Peut-on vivre dans l’ombre de ses modèles ? C’est la question que pose en creux le film de Jacques Doillon, comme si ce dernier avait peur qu’on la lui pose en pleine lumière. Commencé sous le volume écrasant de la Porte de l’Enfer inspirée par Dante, Rodin s’achève par une partie d’Un, deux, trois, Soleil au pied du monumental Balzac, dont la silhouette joue avec les nuages. Entre les deux, hélas, si peu de cinéma.
Dans une des toutes premières scènes pourtant, un assistant du maître masque par sa présence le corps nu d’une modèle cambrée derrière lui et égrenne le nom des autres jeunes femmes qui vont à leur tour se dénuder pour l’amour de l’art et de l’artiste à la fois, chacune attendant son instant de gloire et de jouissance. Cet éclair de mise en scène semble annoncer le commentaire que feront les amants inconciliables Auguste Rodin et Camille Claudel d’une œuvre de celle-ci (La Valse) : étreinte, vertige et passion pour lui, approche, mort et tourment pour elle.
Les modèles qui hantent ce film sont d’abord des figures tutélaires. Sorti à l’occasion du centenaire de la mort de l’artiste, que célèbre aussi une exposition phare au Grand Palais jusqu’à l’été, le film est loin de faire l’économie du name-dropping. On croise ainsi outre Dante et Balzac, Hugo, Zola, Mallarmé, Clemenceau, Monet, Cézanne, Corot, Manet, Courbet, Bourdelle, Carpeaux… L’accumulation des noms et des visages suggère bientôt celle des blocs de glaise ou de plâtre dans l’atelier du sculpteur, qui pourtant cherche la vérité et peut-être l’épure.
Une épure jamais atteinte par le film. Là où Bruno Dumont évoquait le geste artistique dans Camille Claudel 1915 par le simple fait de ramasser une motte de terre, Doillon en rajoute jusqu’à l’écœurement, soulignant l’acte de sculpter en espérant que celui-ci à son tour sculpte le film. La comparaison avec Dumont n’aide pas – elle semble d’ailleurs soulignée par l’ironie d’un casting donnant le rôle de Rose à Séverine Caneele révélée par L’Humanité – et pas plus celle avec le Camille Claudel de Bruno Nuytten. Difficile en effet d’oublier le génie possédant Isabelle Adjani, là où Izïa Higelin joue la névrose comme une sorte de caprice.
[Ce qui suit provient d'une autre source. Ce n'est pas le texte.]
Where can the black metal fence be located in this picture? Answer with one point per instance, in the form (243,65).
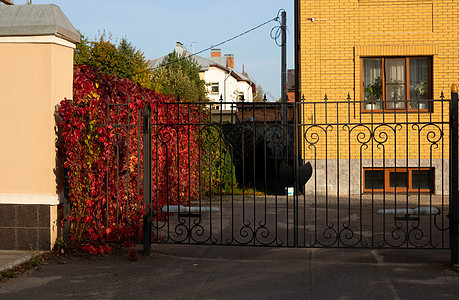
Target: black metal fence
(327,174)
Et puis, surtout, le jeu de Vincent Lindon est comme plombé par la référence à Gérard Depardieu. Jean-Louis Trintignant a dit un jour “Il y a Depardieu, personne, et puis les autres”. Si l’exercice du biopic est souvent un piège, les biopics précédents du même personnage historique peuvent s’avérer un véritable champ de mines. Là où Depardieu personnifiait l’art du sculpteur, Lindon regarde ses œuvres en chien de faïence. Il arbore certes fièrement la barbe iconique de Rodin, mais c’est au sens littéral tant il parle dans sa barbe, rendant nombre de répliques inaudibles, au comble desquelles la surprenante “Il arrivera peut-être un moment où on ne me comprendra plus du tout”.
Doillon avait su comme personne, dans son étonnant Le Premier venu, filmer un paysage – en l’occurrence les marais de la baie de Somme – à la manière d’un ressort dramatique. Ici les sculptures du maître agissent en démons venant hanter le cinéaste sans qu’il sache quoi en faire. Mutique, empêchés, Claudel et Rodin se font face dans une scène à mi-parcours. Il déclame soudain “Je vais aller marcher un peu” et on souhaiterait pouvoir en dire autant du film.